The deadlock is happening because the read thread is requesting a read lock on page 5, which is blocked since the write thread already has a write lock on page 5.  The write thread is attempting to get a write lock on page 11, which is blocked since the read thread already holds a read lock on page 11.

What is interesting is that db_stat does not show the read lock that the read thread has on page 11.  It also does not list the write locks held by the write thread on pages 7 and 9 (though it seems to list this transaction as having 3 write locks on page 4).

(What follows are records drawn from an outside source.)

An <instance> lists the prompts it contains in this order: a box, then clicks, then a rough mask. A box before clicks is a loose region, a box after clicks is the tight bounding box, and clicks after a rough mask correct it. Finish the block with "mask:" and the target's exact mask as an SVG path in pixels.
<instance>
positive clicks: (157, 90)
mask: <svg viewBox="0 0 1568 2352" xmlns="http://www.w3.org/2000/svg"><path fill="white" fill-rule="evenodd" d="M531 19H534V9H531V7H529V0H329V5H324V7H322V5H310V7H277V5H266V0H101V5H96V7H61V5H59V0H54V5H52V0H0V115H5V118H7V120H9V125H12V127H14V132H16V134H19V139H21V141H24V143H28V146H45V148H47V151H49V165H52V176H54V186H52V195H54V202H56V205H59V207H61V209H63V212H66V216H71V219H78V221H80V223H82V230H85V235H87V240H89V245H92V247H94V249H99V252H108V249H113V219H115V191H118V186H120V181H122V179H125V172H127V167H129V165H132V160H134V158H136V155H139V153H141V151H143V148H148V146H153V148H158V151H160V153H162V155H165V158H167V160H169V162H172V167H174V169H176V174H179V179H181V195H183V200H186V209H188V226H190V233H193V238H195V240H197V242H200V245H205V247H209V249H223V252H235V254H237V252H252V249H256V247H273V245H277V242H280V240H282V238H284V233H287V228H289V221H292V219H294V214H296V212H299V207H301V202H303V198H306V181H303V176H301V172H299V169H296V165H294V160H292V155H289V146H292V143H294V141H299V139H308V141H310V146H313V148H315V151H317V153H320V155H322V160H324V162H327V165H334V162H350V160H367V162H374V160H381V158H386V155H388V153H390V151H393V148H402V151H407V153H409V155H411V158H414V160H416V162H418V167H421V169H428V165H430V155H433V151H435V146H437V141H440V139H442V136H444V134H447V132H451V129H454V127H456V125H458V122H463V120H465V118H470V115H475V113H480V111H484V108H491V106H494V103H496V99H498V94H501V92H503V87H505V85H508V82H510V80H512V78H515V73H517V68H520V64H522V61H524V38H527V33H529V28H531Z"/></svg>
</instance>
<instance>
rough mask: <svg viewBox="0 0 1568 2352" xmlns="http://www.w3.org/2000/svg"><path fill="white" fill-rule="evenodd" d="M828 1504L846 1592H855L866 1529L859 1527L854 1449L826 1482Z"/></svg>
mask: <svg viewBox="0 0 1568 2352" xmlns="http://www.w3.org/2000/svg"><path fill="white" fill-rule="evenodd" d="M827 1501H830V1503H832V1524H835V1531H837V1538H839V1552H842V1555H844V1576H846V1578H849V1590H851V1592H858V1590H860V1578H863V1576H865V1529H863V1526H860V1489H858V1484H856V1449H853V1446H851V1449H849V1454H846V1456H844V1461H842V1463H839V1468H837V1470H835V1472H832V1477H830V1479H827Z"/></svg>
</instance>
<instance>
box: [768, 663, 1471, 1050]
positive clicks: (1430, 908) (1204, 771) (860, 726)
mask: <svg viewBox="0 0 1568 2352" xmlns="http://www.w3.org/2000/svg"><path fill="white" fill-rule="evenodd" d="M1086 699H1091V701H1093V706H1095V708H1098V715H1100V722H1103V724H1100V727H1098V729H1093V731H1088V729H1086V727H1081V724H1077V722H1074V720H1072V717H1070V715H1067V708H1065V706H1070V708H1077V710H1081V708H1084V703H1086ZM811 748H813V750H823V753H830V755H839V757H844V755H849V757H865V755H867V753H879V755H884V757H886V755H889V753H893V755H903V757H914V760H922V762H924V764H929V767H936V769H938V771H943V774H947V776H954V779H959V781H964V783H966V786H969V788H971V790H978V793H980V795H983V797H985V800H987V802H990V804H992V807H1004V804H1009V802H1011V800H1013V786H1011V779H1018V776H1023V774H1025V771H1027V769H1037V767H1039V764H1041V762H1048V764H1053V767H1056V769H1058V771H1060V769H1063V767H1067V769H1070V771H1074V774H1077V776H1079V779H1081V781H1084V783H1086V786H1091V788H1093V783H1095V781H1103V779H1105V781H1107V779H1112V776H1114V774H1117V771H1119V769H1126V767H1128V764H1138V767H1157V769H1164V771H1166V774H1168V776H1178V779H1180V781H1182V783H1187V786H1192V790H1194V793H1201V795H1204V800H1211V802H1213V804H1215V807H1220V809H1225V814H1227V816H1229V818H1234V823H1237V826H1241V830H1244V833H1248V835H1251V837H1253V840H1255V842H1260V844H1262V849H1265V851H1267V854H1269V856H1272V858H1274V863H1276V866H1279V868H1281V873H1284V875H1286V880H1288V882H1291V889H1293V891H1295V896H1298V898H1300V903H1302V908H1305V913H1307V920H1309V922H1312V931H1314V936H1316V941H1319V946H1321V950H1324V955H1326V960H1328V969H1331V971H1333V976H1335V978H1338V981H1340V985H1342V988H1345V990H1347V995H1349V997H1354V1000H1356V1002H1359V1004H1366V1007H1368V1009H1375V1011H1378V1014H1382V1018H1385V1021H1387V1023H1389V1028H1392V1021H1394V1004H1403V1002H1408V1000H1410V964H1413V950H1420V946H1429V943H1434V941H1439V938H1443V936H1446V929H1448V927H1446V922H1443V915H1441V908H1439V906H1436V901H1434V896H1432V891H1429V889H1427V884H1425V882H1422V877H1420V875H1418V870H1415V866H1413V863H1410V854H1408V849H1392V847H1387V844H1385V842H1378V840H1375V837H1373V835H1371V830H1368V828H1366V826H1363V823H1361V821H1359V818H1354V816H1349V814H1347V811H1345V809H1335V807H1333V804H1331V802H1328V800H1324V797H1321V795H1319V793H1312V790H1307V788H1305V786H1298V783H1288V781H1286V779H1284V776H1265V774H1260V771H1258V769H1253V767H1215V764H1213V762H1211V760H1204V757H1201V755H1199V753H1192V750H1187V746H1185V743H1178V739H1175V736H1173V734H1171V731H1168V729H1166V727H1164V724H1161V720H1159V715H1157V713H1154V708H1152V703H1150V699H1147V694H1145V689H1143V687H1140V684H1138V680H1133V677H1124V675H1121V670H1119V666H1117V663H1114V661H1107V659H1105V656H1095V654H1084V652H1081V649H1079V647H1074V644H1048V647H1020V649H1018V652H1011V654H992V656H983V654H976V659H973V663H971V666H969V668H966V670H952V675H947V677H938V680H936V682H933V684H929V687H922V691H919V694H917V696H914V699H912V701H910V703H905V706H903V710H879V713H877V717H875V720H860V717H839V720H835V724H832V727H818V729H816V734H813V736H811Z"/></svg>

It seems that there is no deadlock detection occurring within Berkeley DB for duplicate pages.

Comment 7 Nathan Kinder 2011-10-07 20:25:58 UTC
Created attachment 526956 [details]
db_dump output of memberOf.db4

This is the dbdump output of the memberOf.db4 index file.  It shows the page layout.

Comment 8 Nathan Kinder 2011-10-07 20:49:31 UTC
I have posted a question about this issue on the Oracle Berkeley DB forums, as it looks more and more to be a problem inside of libdb:

https://forums.oracle.com/forums/thread.jspa?threadID=2292442

Comment 9 Martin Kosek 2012-01-04 13:20:38 UTC
Upstream ticket:
https://fedorahosted.org/389/ticket/25

Comment 10 Rich Megginson 2012-01-10 17:37:14 UTC
marking as screened because it has been cloned upstream

Comment 11 Nathan Kinder 2012-02-15 19:29:22 UTC
Created attachment 562317 [details]
Updated test scripts

This is an update to the previous test scripts that can be used to reproduce the issue.

Since the issue is timing related, I've found that it sometimes takes multiple test runs to reproduce the issue.  This new set of scripts automatically runs the test multiple times to attempt to reproduce the issue.  The DS instance creation and cleanup is now automatically done by the scripts at the beginning and end of each test run.  See the README file included in the test script tarball for details.

Comment 12 Noriko Hosoi 2012-03-28 18:07:37 UTC
Changing the status to WORKSFORME.

See also:
https://fedorahosted.org/389/ticket/25